Data Conveyor Belts in the Cloud

How we mechanize and automate! Ever since the Industrial Revolution and the first machine-driven textile production, we’ve been looking for ways to save labor in all the things we do. Add Adam Smith’s division of labor and celebrated pin factory into the mix, and the result is today’s large scale, highly automated production facilities churning out automobiles, washing machines, computers, and anything else for which there is a big enough market. Information technology has been getting on the bandwagon too. Automation software exists to accomplish all sorts of data-processing actions automatically. Data warehouses are increasingly commonplace. So, how about a data factory to go with all of that?
Big Data Processing Needs Proper Automation
Factory facilities make economic sense above a certain level of production. The initial investment required is recouped in lower operational costs afterwards. Likewise, large quantities of raw materials to be processed need automation too, if valuable end products are to be produced in reasonable time and at reasonable cost. Data is such a raw material and big data by definition is a large quantity of data, to be processed in some automated way. Just like physical production, big data processing also happens in stages.
Introducing the Virtual IT Factory
Once you have a physical factory in place, you are obliged to amortize your investment by continually processing and producing. It’s not possible in the real world to set up and tear down production lines at the drop of a hat – or at least, not without severe financial impact. In the virtual world of IT however, it’s a very different story. In fact, you can go even further. Thanks to the cloud you can rent the virtual factory basics as and when you need them, and plug them together the way you want and when you want. Try doing that with an automobile factory with its engine fab plants and robot-controlled paint shops.
Routing Production in the Cloud Data Factory
There are five main steps in the processing of big data to produce meaningful, useful conclusions. Major cloud vendors are now offering modular approaches to help you do all of them without having to build any of the data factory yourself. Whether the vendor concerned talks about conveyor belts or pipelines, the data factory principles are the same:

  1. Bring your big data together from your chosen sources
  2. ‘Clean’ it all to make a trustworthy version (remove ‘noise’ and inconsistencies)
  3. Organize it for loading into the next stage of the process
  4. Analyze it
  5. Generate reports that human beings can understand and use.

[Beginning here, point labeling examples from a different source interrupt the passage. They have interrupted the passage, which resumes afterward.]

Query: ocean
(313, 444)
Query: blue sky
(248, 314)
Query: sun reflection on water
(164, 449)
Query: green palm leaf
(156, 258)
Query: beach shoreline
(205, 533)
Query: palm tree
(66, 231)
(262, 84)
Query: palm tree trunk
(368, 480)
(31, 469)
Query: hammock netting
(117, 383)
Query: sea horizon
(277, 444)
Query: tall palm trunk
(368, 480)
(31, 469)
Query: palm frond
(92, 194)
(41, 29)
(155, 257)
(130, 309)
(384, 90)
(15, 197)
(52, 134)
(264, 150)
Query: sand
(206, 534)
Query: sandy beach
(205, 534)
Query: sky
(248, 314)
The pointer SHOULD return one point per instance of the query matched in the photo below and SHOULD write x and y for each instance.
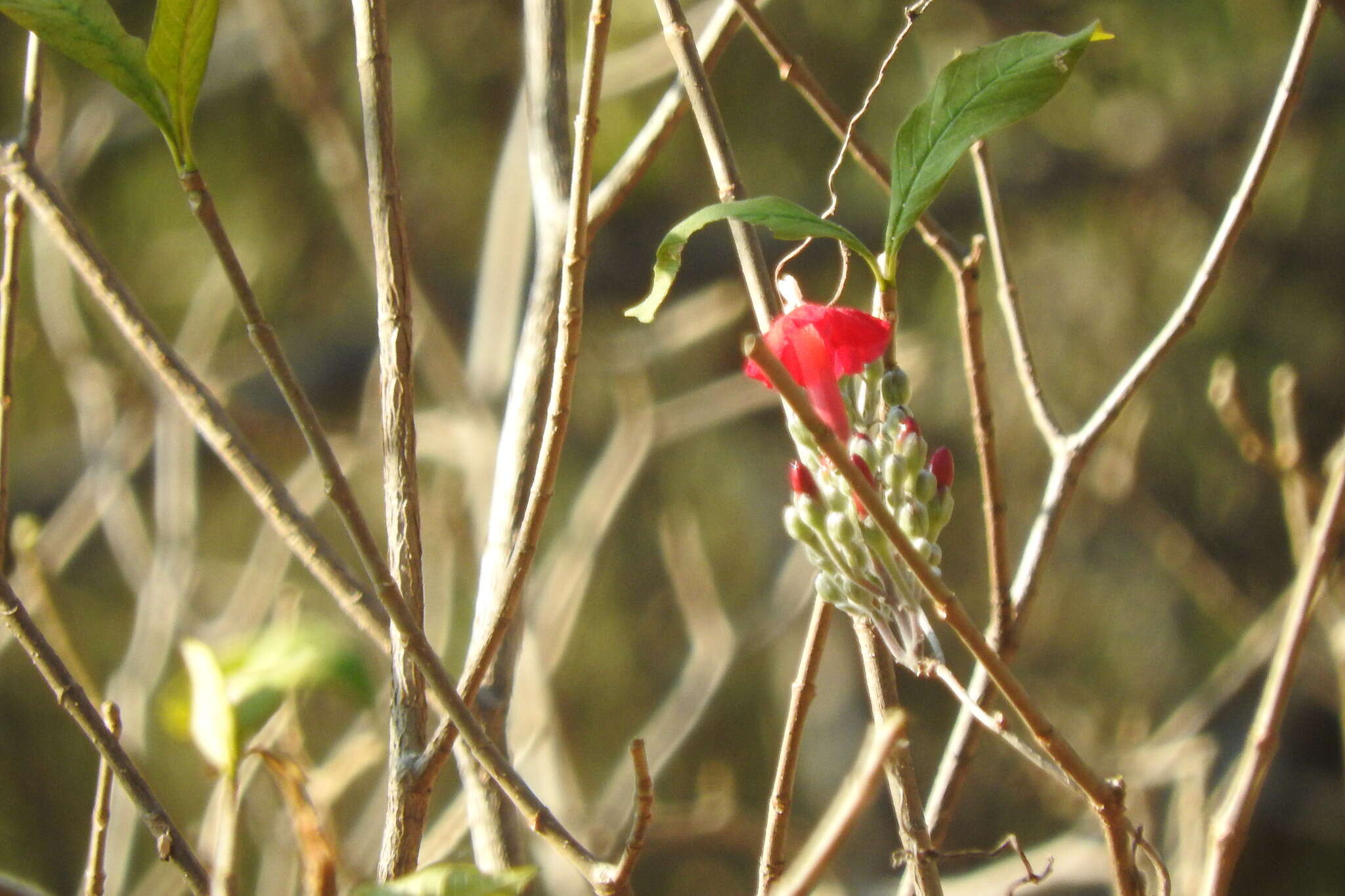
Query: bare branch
(844, 811)
(966, 276)
(1239, 210)
(766, 304)
(1232, 820)
(95, 875)
(1007, 295)
(407, 800)
(643, 815)
(645, 147)
(881, 685)
(169, 840)
(205, 410)
(1072, 452)
(10, 247)
(782, 792)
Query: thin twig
(1225, 396)
(95, 875)
(1070, 453)
(197, 400)
(1232, 821)
(782, 792)
(766, 304)
(272, 498)
(880, 681)
(617, 186)
(491, 651)
(1007, 293)
(407, 800)
(563, 375)
(170, 842)
(844, 811)
(1300, 486)
(643, 813)
(263, 336)
(10, 249)
(795, 72)
(1106, 797)
(1239, 210)
(966, 276)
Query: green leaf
(284, 657)
(179, 49)
(211, 714)
(259, 673)
(89, 33)
(786, 219)
(971, 97)
(452, 879)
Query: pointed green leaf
(971, 97)
(286, 657)
(89, 33)
(452, 879)
(179, 49)
(786, 219)
(211, 714)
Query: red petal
(940, 464)
(816, 377)
(852, 339)
(802, 481)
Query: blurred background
(670, 598)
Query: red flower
(940, 464)
(818, 344)
(802, 481)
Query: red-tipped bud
(802, 481)
(940, 464)
(864, 468)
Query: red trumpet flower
(820, 344)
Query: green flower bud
(896, 387)
(893, 471)
(864, 448)
(801, 433)
(923, 485)
(829, 589)
(940, 511)
(811, 511)
(914, 450)
(896, 417)
(843, 530)
(914, 521)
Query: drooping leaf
(974, 95)
(89, 33)
(211, 715)
(452, 879)
(179, 49)
(315, 848)
(786, 219)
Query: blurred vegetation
(1111, 196)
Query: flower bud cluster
(858, 570)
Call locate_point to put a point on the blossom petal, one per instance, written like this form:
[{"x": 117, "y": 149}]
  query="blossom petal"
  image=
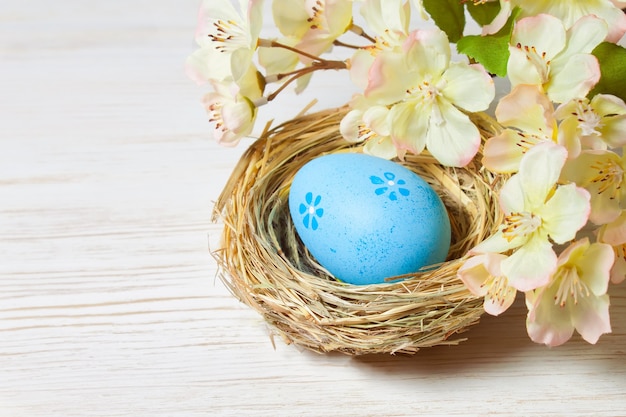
[
  {"x": 408, "y": 130},
  {"x": 474, "y": 273},
  {"x": 497, "y": 243},
  {"x": 565, "y": 213},
  {"x": 574, "y": 79},
  {"x": 607, "y": 104},
  {"x": 543, "y": 32},
  {"x": 502, "y": 153},
  {"x": 349, "y": 127},
  {"x": 521, "y": 70},
  {"x": 427, "y": 51},
  {"x": 207, "y": 63},
  {"x": 455, "y": 141},
  {"x": 583, "y": 37},
  {"x": 496, "y": 305},
  {"x": 527, "y": 108},
  {"x": 591, "y": 317},
  {"x": 531, "y": 265},
  {"x": 547, "y": 322},
  {"x": 385, "y": 86},
  {"x": 381, "y": 146},
  {"x": 618, "y": 272},
  {"x": 595, "y": 267},
  {"x": 468, "y": 86},
  {"x": 376, "y": 119},
  {"x": 614, "y": 233}
]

If the first three stages remind you of the ‘Extract, Transform, Load’ (ETL) manipulations of private data warehouse applications, it’s because it’s basically the same. The differences are that the cloud data factory only costs you when you use it and that it scales to handle any amount of big data you throw at it. In addition, you can route your conveyor belts and pipelines as you want from your cloud data factory management interface.
Your Data Factory or Mine?
Not everyone will shift their big data willy-nilly into the cloud. Sunk costs in existing solutions, lack of familiarity or concerns about confidentiality are all potential braking factors. But cloud vendors have a solution for that as well. The data factory model can extend to hybrid cloud working too. Your data conveyor belts can run locally in your private cloud for early stages and continue up towards the public cloud for the later stages, or vice versa. Alternatively your public cloud option can handle overflows and/or non-confidential data for all five steps above.  That’s a quantum jump away from manufacturing washing machines and light years away from Adam Smith’s original pin factory.